Structure of the area is about the 7 century BCE. The book was commissioned by one of the latter kings as nation building. David, a chieftain, not a king, is quite possible the first person mentioned in the Bible, going back to the tenth century.

Why I find the history fascinating, exactly.

Arcanetrance

(2,670 posts)
10. How exactly does he justify comitting genocide against the jews when his jesus was supposed to be
Thu Sep 19, 2013, 12:35 PM
Sep 2013

one. Furthermore I would think the god of the jews you know the one in the old testament might be a bit pissed he tended to be pissed alot in that book.

NightWatcher

(39,343 posts)
14. It's just a book. I wish people would stop giving it power
Thu Sep 19, 2013, 03:07 PM
Sep 2013

It's as grounded in reality as The Grinch Who Stole Christmas.

It does not for the basis for our law. It's a book of fables, not unlike Grimms Fairy Tales.

Or as Patton Oswalt says "I'm glad you like a book, but"

muriel_volestrangler

(101,321 posts)
16. The same position is held by William Lane Craig, philosophy prof at Biola
Thu Sep 19, 2013, 05:03 PM
Sep 2013
Biola University is a private Christian university located in Southern California. For over 100 years, Biola — a community where all faculty, staff and students are professing Christians — has been committed to biblically centered education, intentional spiritual development and vocational preparation.

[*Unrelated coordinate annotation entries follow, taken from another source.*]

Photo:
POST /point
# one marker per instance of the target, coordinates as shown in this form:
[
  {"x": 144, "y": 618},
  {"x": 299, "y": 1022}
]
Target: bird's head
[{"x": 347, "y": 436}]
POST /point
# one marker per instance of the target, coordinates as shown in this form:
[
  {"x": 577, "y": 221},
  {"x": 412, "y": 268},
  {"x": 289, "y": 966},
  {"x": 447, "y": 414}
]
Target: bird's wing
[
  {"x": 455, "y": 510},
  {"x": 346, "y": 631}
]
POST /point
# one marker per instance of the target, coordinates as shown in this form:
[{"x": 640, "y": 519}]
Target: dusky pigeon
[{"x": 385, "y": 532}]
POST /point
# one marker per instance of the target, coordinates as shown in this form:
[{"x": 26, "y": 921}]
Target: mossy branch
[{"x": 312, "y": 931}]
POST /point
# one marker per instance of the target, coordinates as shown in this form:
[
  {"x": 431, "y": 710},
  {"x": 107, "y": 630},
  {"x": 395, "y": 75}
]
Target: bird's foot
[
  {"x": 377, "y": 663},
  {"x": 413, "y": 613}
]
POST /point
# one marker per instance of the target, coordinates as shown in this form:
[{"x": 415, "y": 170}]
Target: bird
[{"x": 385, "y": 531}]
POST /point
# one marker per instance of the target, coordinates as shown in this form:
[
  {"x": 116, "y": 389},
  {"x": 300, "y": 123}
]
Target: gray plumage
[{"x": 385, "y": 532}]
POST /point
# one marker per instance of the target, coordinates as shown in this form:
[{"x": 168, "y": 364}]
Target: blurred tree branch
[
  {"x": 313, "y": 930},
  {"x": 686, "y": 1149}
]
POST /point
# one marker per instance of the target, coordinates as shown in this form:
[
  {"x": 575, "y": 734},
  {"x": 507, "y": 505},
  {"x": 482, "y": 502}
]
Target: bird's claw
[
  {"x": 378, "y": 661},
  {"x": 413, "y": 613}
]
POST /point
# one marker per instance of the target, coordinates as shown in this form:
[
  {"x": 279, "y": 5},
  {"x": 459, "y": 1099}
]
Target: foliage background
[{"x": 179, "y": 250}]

http://www.biola.edu/about/


http://faculty.biola.edu/william_craig/

An index of why William Lane Craig is a dishonest genocide-defending creepy homophobe

As bad as all of this is, none of it, as far as I’m concerned, qualifies as “the worst thing about William Lane Craig.” Craig has become notorious as defender of (Biblical) genocide, who disturbingly engages in some rhetorical hair-splitting similar to that of defenders of things like the Armenian Genocide. He insists that no one ever really rejects Christianity for intellectual reasons, a delusion which I find incredibly creepy.

And while he’s best-known for his arguments for the existence of God and the resurrection of Jesus, he’s proven willing to traffic in just about any kind of fundamentalist pseudo-intellectual garbage when it’s convenient for him. That includes anti-evolutionism, just not young-earthism, which he says he’s embarrassed by. It includes using pseudoscience to defend Todd Akin’s infamous comments about “legitimate rape.”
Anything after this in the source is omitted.